Errare humanum est
Jean-Claude Crevoisier  

L’erreur est humaine. La belle excuse ! Mais celui qui ne prend pas la mesure de ses erreurs se condamne à les continuer sans fin.

S’intéresser aux causes ...

Tant que l’erreur implique seulement celui qui l’a commise, ce n’est pas trop grave. Mais, dans la réalité, ce cas de figure se présente rarement. Et lorsqu’une erreur entraîne des effets négatifs sur d’autres personnes ou sur des collectivités, il est impardonnable de la laisser se reproduire.

Les erreurs de tous ceux qui exercent un pouvoir, politique ou administratif, ne devraient pas rester sans suite. Nous laisserons ici de côté celles qui se résolvent, a posteriori quand le mal est fait, devant les tribunaux. Mais même dans de tels cas, il n’est pas certain que des mesures soient prises pour éviter à l’avenir leur répétition.

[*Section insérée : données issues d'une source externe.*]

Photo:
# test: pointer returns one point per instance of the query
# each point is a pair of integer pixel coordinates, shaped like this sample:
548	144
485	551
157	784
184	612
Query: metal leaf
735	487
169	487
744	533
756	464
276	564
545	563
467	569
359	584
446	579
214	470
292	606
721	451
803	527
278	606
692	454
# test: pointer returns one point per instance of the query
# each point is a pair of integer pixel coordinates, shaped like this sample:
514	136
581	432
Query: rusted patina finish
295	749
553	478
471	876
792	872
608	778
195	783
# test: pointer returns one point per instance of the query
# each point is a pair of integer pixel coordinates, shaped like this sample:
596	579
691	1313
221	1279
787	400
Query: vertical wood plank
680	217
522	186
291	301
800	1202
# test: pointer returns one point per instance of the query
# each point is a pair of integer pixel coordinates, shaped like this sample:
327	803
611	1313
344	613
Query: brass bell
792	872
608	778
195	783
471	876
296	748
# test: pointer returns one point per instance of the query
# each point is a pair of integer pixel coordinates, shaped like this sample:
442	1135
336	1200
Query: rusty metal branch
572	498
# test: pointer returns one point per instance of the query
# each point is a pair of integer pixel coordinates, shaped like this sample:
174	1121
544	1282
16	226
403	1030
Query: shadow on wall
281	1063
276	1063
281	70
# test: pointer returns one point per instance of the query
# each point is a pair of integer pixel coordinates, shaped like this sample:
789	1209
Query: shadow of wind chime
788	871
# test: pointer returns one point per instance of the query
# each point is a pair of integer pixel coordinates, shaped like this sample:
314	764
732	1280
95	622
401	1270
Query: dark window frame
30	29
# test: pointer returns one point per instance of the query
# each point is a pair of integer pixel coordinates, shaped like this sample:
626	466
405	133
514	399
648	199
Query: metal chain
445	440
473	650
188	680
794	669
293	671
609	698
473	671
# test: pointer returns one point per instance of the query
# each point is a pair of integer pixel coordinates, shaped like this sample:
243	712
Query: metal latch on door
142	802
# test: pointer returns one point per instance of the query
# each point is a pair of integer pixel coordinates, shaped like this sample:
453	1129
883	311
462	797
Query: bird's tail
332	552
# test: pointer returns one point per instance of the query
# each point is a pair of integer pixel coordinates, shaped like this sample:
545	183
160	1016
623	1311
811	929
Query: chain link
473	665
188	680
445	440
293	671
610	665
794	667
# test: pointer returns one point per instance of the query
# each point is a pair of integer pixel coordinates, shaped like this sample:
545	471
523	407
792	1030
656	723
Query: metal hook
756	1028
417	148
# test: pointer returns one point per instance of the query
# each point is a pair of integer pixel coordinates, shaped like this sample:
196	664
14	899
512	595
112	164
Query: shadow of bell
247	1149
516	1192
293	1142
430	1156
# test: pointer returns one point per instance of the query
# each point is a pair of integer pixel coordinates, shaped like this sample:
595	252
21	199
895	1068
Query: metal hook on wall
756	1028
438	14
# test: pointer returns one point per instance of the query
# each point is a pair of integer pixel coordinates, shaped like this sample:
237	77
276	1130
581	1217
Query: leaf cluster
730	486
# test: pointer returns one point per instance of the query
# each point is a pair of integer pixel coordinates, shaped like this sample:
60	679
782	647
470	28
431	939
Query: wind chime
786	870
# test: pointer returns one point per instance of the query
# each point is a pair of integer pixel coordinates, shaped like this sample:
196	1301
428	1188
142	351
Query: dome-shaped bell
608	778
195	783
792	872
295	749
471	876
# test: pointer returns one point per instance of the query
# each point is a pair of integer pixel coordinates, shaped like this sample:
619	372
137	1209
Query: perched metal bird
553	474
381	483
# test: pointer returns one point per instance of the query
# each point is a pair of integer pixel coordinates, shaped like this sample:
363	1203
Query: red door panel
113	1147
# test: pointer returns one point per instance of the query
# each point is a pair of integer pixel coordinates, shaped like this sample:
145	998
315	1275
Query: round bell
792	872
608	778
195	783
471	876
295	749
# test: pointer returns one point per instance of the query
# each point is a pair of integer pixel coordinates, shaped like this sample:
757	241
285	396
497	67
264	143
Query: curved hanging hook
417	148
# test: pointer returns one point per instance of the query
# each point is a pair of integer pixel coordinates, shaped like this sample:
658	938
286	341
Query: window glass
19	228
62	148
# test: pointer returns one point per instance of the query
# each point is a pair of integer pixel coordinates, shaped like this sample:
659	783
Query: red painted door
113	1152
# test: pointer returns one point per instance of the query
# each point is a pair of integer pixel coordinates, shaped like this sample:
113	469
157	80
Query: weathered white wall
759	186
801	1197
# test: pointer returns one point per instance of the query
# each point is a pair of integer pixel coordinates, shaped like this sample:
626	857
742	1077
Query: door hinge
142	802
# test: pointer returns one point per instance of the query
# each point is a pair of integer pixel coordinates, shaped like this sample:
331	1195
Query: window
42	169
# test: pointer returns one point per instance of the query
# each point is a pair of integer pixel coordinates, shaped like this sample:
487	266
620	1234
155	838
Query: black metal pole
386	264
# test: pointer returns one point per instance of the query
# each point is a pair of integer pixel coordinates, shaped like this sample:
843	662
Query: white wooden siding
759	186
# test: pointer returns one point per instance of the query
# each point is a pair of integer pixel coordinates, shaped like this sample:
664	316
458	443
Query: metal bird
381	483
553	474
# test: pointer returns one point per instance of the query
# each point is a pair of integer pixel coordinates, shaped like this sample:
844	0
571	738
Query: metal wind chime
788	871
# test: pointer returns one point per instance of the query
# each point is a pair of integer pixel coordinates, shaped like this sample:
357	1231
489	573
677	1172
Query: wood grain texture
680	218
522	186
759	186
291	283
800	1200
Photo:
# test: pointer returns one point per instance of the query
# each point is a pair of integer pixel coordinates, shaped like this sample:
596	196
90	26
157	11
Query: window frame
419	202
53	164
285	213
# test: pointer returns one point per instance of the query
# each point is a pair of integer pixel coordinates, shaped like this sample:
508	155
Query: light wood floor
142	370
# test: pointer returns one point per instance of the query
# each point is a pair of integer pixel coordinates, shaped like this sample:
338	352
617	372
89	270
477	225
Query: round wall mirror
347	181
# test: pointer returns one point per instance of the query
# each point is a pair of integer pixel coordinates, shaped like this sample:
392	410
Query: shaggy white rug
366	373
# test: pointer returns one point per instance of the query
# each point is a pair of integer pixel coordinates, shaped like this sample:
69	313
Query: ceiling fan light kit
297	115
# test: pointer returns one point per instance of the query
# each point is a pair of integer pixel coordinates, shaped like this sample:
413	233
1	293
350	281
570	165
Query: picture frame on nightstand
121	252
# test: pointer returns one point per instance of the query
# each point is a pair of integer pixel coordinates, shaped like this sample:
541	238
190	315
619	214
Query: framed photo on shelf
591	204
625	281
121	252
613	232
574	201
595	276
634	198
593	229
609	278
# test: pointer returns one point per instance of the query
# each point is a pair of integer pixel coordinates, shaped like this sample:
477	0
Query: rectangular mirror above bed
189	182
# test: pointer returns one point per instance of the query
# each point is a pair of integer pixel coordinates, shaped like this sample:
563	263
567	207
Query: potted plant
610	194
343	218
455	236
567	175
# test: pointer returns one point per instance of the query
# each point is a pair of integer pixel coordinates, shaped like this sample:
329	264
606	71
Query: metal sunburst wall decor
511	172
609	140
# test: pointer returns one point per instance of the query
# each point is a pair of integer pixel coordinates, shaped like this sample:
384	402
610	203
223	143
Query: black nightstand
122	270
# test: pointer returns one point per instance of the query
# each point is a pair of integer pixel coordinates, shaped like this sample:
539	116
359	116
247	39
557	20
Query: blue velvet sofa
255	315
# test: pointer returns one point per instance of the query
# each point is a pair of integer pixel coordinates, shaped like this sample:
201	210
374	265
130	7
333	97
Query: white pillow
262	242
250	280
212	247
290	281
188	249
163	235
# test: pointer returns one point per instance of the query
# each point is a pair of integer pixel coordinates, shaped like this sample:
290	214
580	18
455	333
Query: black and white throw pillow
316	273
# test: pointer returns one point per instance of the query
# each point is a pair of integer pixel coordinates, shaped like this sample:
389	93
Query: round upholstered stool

Aux niveaux cantonal ou communal, certaines erreurs découlent de l’application, bête dirons-nous, d’une législation ou de réglementations inadaptées qu’on n’a pas pris le soin de corriger. D’autres sont dues des dysfonctionnements ou à des défauts d’organisation de services, parfois manifestes et même avérés, que les responsables n’ont pas jugé utile d’amender. Par paresse ?, Par aveuglement ? Ou simplement par incompétence ? Il arrive parfois aussi que le blocage soit attribuable à l’inadéquation technique ou plus souvent relationnelle d’un agent de la fonction publique. Chacun de ces différents défauts appellerait des corrections spécifiques.

pour savoir où et comment intervenir

Dans l’ensemble, le public semble se satisfaire de l’occasion qui lui est donnée de sanctionner, si nécessaire tous les quatre ans, les dépositaires de la puissance publique. Seules les victimes de se qu’elles considèrent, à tort ou à raison, comme une faute commise à leur détriment sont amenées à se plaindre et à en garder rancune. Mais cela ne fait pas le nombre nécessaire pour pousserait les autorités à éliminer les causes d’une éventuelle injustice.

Les plus obstinés d’entre eux et éventuellement les plus connus pourront peut-être trouver un média qui acceptera d’accueillir leur plainte et leur légitime indignation à la rubrique des « lettres de lecteurs ». Les plus chanceux (si l’on peut dire) bénéficieront éventuellement des colonnes d’un organe spécialisé dans la dénonciation des scandales régionaux pour décharger leur exaspération.

Les intéressés y trouveront peut-être la satisfaction d’avoir pris le monde à témoin de leur malheur. Mais l’exercice restera en général sans effet concret. Car personne n’établit aujourd’hui un inventaire sérieux, détaillé et surtout documenté de telles doléances. Ce qui exclut évidemment la possibilité d’intervenir sur les causes, qui peuvent être récurrentes, de ces mécontentements individuels autant que dispersés.

Les solutions ? Il appartiendrait à l’autorité publique de mettre en place le dispositif d’enregistrement et de qualification des plaintes des administrés. Soit un système officiel de médiation. À défaut, une association privée de défense citoyenne pourrait remplir ce rôle. Encore faudrait-il alors que les rapports établis périodiquement par cette institution trouvent un écho positif en haut lieu.